Goto Chicago 2017 Bryan Cantrill
Recounting the story of a Joyent outage
Here is the register piece on the outage.
How did we get here?
He points out the flip side of such higly sophisticated automation: the stress upon the humans in the loop is amplified. A human fallibility in a semi-automated system is worse than a human fallibility in a non-automated system.
Human fallibility in semi-automated systems
Recounted the story of the Air Canada flight that ran out of fuel in flight. 767-200 in 1983. The fuel mishap was due to the process of converting from imperial to metric units at some place in the system.
Amazon S3 outage.
Microservices suffer from the amplification problem mentioned above.
Some non-IT illustrations
1963 power outage in the northeast
This illustrates the notion of the load has to go somewhere.
Used the example of Three Mile Island. When you have auxiliary systems, those systems are not checked. The more alarms and alerts you have, the more likely they will overload the operators.
We are gleefully deploying these distributed systems and telling ourselves they will not fail.
Debugging in the abstract
Debugging is the process by which we understand pathological behavior in the system.

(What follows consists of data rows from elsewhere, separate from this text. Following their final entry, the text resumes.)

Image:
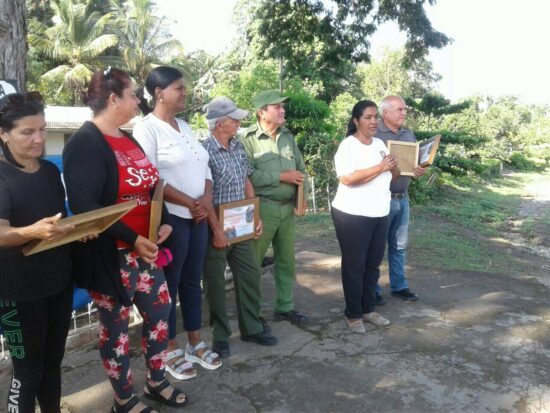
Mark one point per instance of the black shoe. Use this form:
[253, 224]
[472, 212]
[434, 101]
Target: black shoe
[263, 339]
[267, 261]
[380, 300]
[293, 316]
[222, 348]
[265, 326]
[405, 295]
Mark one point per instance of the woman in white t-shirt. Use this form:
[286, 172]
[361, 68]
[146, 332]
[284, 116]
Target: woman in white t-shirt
[360, 211]
[171, 146]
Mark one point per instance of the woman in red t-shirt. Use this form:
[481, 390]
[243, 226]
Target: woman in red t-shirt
[104, 165]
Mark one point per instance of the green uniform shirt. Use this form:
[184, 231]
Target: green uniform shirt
[269, 158]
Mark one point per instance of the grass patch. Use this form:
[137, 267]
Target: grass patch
[435, 245]
[481, 206]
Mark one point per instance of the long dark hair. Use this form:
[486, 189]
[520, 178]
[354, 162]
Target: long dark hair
[14, 107]
[357, 112]
[161, 77]
[102, 84]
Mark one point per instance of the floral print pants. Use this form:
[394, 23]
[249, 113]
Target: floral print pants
[147, 288]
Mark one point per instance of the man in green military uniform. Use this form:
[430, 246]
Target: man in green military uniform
[278, 171]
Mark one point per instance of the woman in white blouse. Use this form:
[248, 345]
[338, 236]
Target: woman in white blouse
[360, 211]
[182, 162]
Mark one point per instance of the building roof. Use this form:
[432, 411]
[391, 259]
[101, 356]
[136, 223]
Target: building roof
[68, 118]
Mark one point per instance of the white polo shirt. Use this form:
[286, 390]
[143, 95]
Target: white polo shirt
[180, 158]
[371, 199]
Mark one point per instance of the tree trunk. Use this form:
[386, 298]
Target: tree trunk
[13, 41]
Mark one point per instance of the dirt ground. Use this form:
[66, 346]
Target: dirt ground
[476, 341]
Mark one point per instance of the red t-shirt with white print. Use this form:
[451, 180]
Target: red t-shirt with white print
[136, 178]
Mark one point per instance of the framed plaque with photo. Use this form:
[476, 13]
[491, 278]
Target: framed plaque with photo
[427, 150]
[412, 154]
[406, 154]
[239, 219]
[88, 223]
[156, 211]
[299, 199]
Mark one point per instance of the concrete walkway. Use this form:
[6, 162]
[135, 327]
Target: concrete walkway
[473, 343]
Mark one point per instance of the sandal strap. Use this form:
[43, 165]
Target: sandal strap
[163, 385]
[209, 356]
[129, 405]
[157, 389]
[200, 344]
[173, 354]
[180, 366]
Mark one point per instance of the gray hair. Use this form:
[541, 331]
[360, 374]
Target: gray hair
[387, 102]
[213, 122]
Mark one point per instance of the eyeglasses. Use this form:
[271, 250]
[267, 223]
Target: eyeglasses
[18, 100]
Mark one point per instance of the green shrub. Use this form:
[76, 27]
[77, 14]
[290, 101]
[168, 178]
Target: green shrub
[520, 162]
[488, 167]
[422, 190]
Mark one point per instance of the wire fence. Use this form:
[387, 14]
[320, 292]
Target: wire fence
[84, 320]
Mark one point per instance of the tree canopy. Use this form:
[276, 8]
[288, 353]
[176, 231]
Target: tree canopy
[322, 39]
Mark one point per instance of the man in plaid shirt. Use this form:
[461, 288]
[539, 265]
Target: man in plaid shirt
[230, 171]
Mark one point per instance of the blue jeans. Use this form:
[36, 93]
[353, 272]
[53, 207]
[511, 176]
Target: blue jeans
[183, 275]
[398, 238]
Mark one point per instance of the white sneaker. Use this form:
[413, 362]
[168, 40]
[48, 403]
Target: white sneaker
[376, 319]
[356, 325]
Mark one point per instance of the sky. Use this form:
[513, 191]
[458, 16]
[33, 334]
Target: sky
[500, 47]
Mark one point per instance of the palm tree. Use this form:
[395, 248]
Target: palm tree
[77, 42]
[143, 40]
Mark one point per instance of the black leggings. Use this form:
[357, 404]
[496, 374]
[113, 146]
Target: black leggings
[36, 332]
[362, 242]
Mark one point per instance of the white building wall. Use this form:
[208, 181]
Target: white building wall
[55, 143]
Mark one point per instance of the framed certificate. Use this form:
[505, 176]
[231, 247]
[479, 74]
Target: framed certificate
[88, 223]
[156, 212]
[406, 154]
[427, 151]
[299, 199]
[239, 219]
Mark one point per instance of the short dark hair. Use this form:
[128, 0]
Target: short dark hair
[102, 84]
[161, 77]
[357, 112]
[14, 107]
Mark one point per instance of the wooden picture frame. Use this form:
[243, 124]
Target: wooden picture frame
[299, 200]
[239, 219]
[427, 151]
[406, 154]
[156, 211]
[88, 223]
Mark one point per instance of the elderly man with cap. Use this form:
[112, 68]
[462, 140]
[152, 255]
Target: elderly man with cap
[230, 176]
[278, 170]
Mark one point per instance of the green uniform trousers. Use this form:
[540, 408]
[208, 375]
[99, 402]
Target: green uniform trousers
[278, 221]
[246, 277]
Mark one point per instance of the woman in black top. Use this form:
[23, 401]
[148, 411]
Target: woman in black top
[35, 290]
[104, 165]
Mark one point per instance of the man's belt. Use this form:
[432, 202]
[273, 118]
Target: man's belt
[272, 201]
[398, 196]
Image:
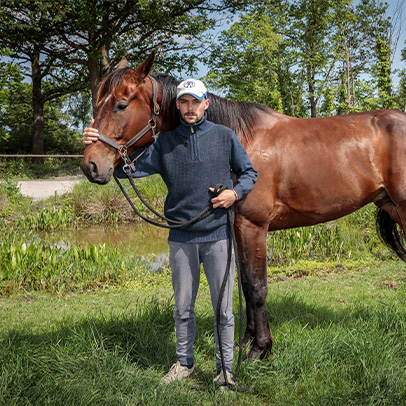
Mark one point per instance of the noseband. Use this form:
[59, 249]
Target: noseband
[122, 149]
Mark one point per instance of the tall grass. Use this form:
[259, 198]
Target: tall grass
[338, 340]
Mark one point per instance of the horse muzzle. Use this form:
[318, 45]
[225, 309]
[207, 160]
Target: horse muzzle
[100, 174]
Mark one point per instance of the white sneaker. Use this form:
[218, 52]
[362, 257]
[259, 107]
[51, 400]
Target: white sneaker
[220, 378]
[178, 373]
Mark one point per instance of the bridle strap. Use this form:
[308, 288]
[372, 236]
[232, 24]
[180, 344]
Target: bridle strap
[122, 149]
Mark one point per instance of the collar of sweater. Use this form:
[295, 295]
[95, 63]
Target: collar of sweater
[200, 127]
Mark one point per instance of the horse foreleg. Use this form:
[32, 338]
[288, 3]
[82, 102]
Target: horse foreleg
[251, 241]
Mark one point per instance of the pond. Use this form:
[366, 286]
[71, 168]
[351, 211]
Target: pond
[140, 238]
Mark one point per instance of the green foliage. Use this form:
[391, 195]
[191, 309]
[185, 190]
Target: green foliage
[307, 57]
[24, 168]
[350, 238]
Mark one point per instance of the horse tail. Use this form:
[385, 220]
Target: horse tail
[389, 232]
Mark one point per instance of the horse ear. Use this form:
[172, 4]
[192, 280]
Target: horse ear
[123, 63]
[144, 68]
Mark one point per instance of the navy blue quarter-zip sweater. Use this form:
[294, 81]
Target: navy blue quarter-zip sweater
[190, 159]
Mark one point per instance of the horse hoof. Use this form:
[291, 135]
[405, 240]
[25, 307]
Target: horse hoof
[257, 355]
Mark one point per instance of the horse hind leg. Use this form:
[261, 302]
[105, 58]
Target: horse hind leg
[251, 241]
[390, 221]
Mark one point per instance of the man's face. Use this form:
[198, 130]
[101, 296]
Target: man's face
[191, 109]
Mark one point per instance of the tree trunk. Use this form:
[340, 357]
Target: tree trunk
[94, 80]
[37, 107]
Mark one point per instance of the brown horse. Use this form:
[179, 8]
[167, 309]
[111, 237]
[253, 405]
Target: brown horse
[310, 170]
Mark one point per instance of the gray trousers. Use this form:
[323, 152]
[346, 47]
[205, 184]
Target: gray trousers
[185, 260]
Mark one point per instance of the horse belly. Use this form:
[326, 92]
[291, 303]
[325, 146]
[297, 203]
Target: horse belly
[310, 187]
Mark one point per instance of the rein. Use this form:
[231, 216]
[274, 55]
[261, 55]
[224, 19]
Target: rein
[172, 224]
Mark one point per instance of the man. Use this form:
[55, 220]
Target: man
[192, 159]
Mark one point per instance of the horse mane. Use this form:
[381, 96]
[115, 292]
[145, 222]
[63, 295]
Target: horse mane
[110, 84]
[241, 117]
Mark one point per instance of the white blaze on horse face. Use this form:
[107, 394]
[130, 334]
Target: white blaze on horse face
[107, 99]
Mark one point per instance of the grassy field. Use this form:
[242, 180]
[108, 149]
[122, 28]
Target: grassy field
[88, 325]
[339, 339]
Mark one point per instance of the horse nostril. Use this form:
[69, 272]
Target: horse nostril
[91, 170]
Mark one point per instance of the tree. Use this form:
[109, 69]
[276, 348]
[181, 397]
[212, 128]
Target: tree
[332, 55]
[97, 33]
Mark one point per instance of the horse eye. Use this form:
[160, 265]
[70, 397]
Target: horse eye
[121, 106]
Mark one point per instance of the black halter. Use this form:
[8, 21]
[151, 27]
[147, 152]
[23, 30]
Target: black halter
[122, 149]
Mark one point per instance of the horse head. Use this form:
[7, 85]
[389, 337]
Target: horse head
[127, 118]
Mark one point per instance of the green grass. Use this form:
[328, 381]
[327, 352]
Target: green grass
[338, 340]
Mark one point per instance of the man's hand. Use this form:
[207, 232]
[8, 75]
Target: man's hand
[90, 134]
[225, 199]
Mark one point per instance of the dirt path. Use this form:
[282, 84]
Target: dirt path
[45, 188]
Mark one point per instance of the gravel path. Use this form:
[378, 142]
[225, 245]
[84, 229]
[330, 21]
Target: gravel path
[45, 188]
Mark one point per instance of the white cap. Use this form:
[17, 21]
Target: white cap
[194, 87]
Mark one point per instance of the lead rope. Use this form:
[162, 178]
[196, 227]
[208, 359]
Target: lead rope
[231, 244]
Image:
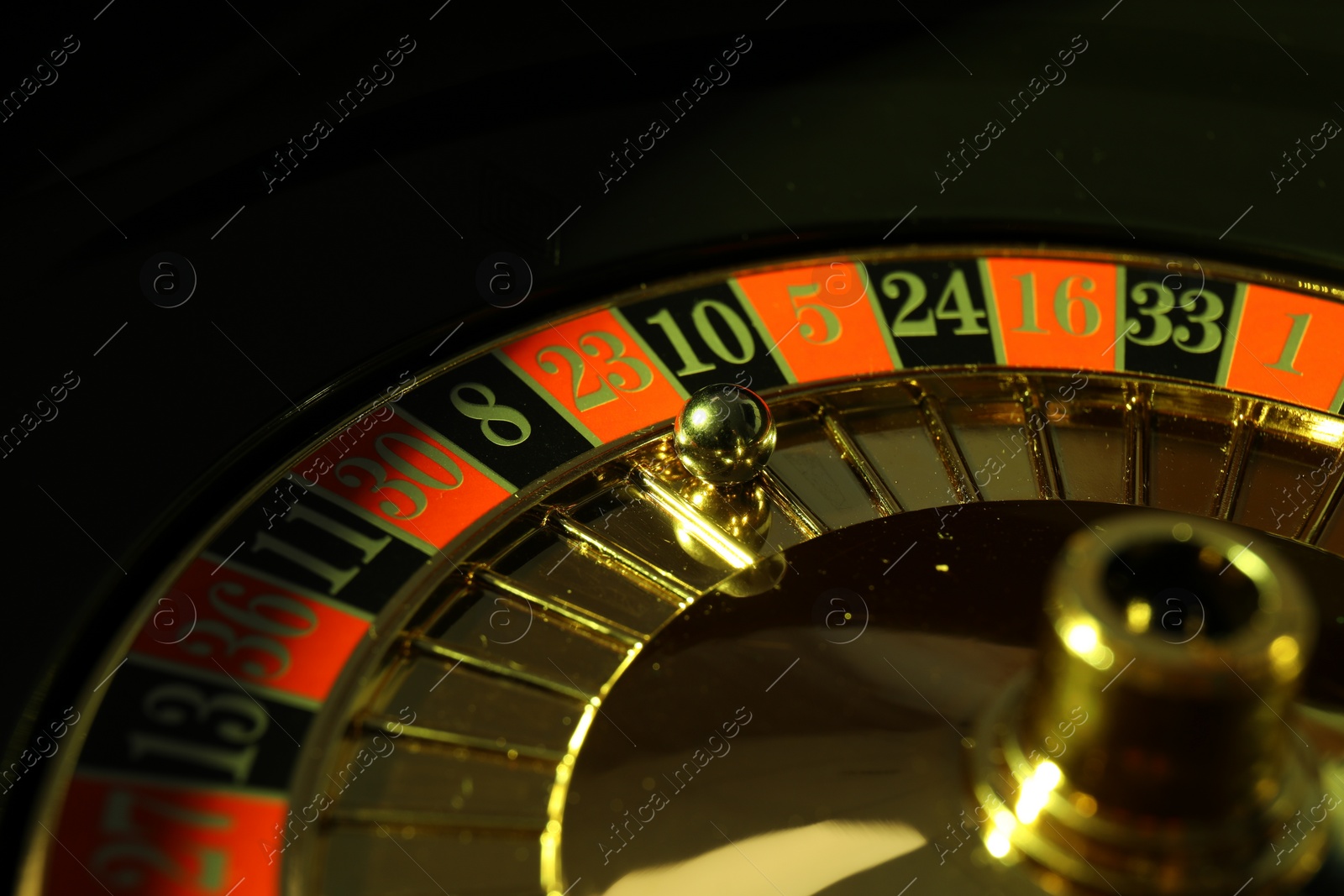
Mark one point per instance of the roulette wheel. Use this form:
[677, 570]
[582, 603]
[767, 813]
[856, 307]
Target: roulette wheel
[786, 450]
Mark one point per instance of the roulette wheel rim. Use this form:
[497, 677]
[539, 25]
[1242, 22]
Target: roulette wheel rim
[1314, 264]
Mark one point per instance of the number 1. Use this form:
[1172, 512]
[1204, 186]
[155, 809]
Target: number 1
[1292, 345]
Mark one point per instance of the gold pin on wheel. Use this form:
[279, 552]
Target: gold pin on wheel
[725, 434]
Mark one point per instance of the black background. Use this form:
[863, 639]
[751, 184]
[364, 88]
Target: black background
[827, 134]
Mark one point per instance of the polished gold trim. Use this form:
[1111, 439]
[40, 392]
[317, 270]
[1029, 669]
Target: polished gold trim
[1249, 416]
[858, 461]
[613, 633]
[790, 506]
[949, 452]
[580, 535]
[434, 649]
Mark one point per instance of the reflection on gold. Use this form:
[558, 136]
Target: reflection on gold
[1137, 616]
[1037, 789]
[804, 860]
[1085, 641]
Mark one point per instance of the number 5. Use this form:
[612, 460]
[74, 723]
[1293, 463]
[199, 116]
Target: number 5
[806, 329]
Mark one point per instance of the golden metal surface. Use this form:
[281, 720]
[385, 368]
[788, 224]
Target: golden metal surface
[1173, 653]
[725, 434]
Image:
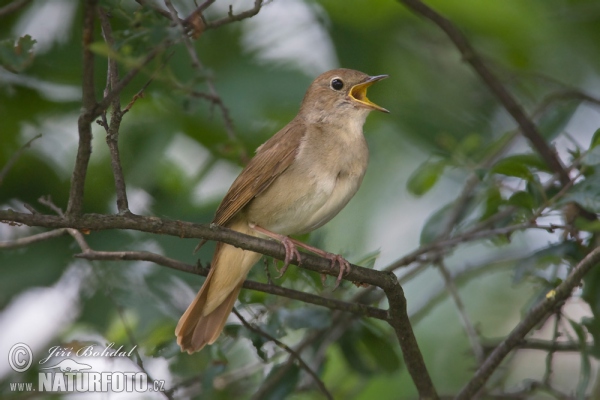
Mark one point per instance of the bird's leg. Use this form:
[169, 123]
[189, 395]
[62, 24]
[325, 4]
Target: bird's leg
[290, 249]
[334, 258]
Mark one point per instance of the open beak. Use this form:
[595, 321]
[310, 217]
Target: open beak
[359, 92]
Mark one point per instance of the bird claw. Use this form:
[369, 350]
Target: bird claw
[290, 252]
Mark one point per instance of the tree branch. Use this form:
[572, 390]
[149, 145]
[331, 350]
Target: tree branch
[293, 354]
[26, 241]
[112, 129]
[12, 7]
[84, 123]
[553, 299]
[528, 129]
[398, 317]
[15, 157]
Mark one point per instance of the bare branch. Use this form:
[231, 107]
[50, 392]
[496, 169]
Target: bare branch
[460, 307]
[528, 129]
[553, 299]
[15, 157]
[476, 233]
[236, 17]
[293, 354]
[197, 64]
[385, 280]
[410, 348]
[26, 241]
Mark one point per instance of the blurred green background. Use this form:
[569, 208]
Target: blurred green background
[179, 161]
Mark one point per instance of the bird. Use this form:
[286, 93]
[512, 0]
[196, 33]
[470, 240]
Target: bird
[296, 182]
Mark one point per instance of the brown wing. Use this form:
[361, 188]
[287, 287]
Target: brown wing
[271, 159]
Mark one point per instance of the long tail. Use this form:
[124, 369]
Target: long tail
[203, 321]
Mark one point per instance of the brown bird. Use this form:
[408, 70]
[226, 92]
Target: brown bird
[298, 180]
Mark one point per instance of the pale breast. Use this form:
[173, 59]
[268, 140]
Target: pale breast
[323, 178]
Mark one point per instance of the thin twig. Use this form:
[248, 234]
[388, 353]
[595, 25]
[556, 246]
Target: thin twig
[12, 7]
[553, 299]
[112, 130]
[550, 354]
[197, 65]
[13, 159]
[236, 17]
[385, 280]
[334, 304]
[476, 233]
[528, 128]
[462, 312]
[26, 241]
[84, 149]
[293, 354]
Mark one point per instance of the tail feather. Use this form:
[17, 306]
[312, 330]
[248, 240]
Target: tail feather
[203, 321]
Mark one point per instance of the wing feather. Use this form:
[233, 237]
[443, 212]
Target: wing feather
[271, 159]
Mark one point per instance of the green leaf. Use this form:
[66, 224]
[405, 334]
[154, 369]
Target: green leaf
[520, 166]
[592, 157]
[435, 224]
[284, 386]
[305, 317]
[522, 199]
[15, 57]
[493, 201]
[584, 373]
[425, 177]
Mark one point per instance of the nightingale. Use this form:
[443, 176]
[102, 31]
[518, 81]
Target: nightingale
[297, 181]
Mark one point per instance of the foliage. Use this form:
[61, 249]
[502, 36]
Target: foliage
[481, 199]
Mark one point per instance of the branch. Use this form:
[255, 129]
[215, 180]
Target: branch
[197, 65]
[84, 123]
[15, 157]
[112, 130]
[26, 241]
[398, 317]
[12, 7]
[553, 299]
[410, 348]
[293, 354]
[508, 101]
[543, 345]
[233, 18]
[460, 307]
[334, 304]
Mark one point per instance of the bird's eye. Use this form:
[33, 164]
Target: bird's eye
[337, 84]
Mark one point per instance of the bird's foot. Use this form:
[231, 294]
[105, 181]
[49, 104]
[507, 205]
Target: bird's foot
[291, 251]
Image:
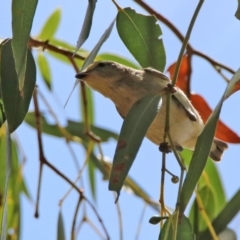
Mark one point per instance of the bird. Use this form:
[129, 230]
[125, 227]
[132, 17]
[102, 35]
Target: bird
[124, 86]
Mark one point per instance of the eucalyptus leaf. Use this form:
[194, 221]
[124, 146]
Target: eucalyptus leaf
[51, 25]
[140, 34]
[134, 128]
[16, 102]
[22, 18]
[60, 227]
[87, 24]
[45, 69]
[184, 229]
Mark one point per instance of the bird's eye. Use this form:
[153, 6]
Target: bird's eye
[101, 64]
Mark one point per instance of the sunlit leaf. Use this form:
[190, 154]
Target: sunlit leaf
[45, 69]
[60, 227]
[183, 81]
[16, 102]
[87, 24]
[51, 25]
[134, 128]
[73, 128]
[140, 34]
[92, 178]
[223, 132]
[208, 198]
[203, 147]
[184, 229]
[225, 216]
[22, 18]
[97, 47]
[210, 177]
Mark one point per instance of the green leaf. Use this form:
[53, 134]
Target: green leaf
[87, 24]
[51, 25]
[134, 128]
[225, 216]
[140, 34]
[129, 184]
[44, 69]
[209, 200]
[4, 218]
[92, 178]
[60, 227]
[210, 178]
[2, 113]
[203, 147]
[237, 14]
[116, 58]
[73, 128]
[184, 229]
[156, 219]
[97, 47]
[22, 17]
[16, 102]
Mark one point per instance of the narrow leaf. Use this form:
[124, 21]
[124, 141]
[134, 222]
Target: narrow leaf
[92, 178]
[93, 54]
[60, 227]
[22, 17]
[16, 102]
[87, 24]
[3, 229]
[140, 34]
[134, 128]
[51, 25]
[44, 70]
[73, 128]
[225, 216]
[96, 49]
[203, 147]
[184, 229]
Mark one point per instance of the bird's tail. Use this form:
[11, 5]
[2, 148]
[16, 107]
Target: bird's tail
[217, 149]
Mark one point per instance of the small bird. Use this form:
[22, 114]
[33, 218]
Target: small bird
[125, 85]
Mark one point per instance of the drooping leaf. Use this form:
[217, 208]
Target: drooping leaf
[183, 81]
[210, 178]
[60, 227]
[87, 24]
[2, 113]
[93, 54]
[97, 47]
[184, 229]
[208, 198]
[92, 178]
[134, 128]
[202, 148]
[90, 105]
[8, 160]
[22, 18]
[16, 102]
[45, 70]
[51, 25]
[225, 216]
[129, 184]
[140, 34]
[223, 132]
[73, 128]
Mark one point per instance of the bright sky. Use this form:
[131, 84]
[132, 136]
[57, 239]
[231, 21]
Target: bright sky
[216, 33]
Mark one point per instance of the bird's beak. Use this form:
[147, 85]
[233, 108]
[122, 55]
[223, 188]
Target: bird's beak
[81, 75]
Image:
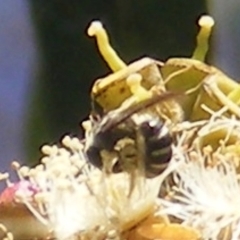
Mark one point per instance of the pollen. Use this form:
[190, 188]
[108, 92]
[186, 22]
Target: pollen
[108, 53]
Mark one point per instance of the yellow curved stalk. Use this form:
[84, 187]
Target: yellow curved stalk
[108, 53]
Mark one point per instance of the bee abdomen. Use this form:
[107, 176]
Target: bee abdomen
[158, 149]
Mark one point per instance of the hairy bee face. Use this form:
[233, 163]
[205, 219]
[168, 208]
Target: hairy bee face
[127, 139]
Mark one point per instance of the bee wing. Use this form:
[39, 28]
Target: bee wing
[117, 116]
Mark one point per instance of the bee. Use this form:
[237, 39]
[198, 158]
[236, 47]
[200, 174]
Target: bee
[130, 137]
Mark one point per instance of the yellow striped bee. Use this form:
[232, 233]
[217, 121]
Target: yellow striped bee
[130, 137]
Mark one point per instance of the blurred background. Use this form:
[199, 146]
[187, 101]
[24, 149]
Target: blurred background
[48, 64]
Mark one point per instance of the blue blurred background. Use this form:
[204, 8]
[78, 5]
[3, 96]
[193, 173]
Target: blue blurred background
[47, 63]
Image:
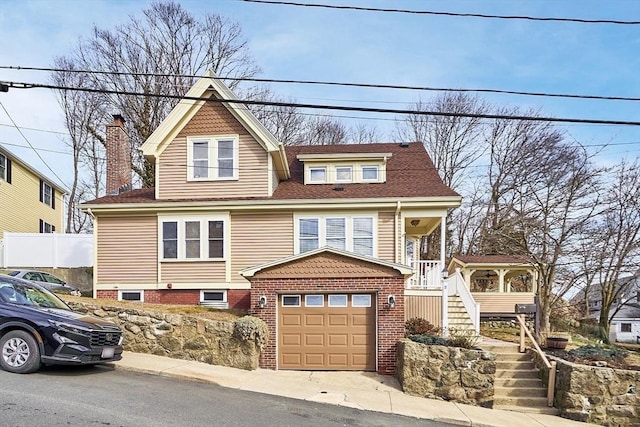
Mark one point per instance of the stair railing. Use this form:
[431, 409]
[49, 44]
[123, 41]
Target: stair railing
[551, 366]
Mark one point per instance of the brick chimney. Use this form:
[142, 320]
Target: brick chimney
[118, 157]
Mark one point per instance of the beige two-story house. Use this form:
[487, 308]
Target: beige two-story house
[29, 201]
[321, 242]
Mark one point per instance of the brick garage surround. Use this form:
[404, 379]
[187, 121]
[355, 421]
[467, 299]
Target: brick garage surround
[390, 325]
[237, 298]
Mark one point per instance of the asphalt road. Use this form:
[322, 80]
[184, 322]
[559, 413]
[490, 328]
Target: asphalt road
[101, 396]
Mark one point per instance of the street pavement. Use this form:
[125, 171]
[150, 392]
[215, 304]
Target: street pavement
[362, 390]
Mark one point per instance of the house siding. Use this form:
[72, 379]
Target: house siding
[23, 194]
[386, 236]
[127, 250]
[501, 303]
[253, 163]
[257, 238]
[193, 272]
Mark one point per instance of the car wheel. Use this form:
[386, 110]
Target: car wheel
[20, 352]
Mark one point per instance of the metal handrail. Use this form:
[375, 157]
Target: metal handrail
[551, 366]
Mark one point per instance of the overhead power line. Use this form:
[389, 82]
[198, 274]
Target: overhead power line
[22, 85]
[425, 12]
[327, 83]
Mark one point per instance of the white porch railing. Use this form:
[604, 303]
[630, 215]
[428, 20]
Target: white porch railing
[456, 286]
[428, 275]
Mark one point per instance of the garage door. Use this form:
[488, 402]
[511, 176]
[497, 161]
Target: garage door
[327, 332]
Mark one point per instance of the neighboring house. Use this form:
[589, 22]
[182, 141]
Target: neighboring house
[625, 323]
[320, 242]
[30, 202]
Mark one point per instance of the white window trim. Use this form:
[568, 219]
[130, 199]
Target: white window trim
[322, 231]
[204, 237]
[346, 300]
[318, 181]
[291, 296]
[224, 295]
[131, 291]
[351, 178]
[213, 141]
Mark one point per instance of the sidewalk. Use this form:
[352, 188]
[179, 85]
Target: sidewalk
[362, 390]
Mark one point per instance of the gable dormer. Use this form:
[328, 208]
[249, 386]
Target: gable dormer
[344, 168]
[207, 148]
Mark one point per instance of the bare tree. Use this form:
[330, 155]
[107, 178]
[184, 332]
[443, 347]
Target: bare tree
[157, 54]
[81, 110]
[613, 242]
[453, 142]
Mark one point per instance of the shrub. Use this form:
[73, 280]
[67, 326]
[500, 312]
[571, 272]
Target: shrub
[420, 326]
[428, 339]
[251, 328]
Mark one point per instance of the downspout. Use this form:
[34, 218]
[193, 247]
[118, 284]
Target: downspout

I like how he acknowledges that we have it easy in the software world, compared to the real world. He is a very entertaining speaker, but I don't like how he is yelling at us.
Debugging is the ability to be able to ask the right questions. He described the continually narrowing set of constraints.
The craft of debuggable software
One slide as a nod to what you need to do to make things debuggable.
A culture of debugging
We must have an organizational culture that supports taking the extra time for building for debuggability.
When you have an outage you need to harvest all the useful information and learn for it. Every outage presents an opportunity to advance understanding.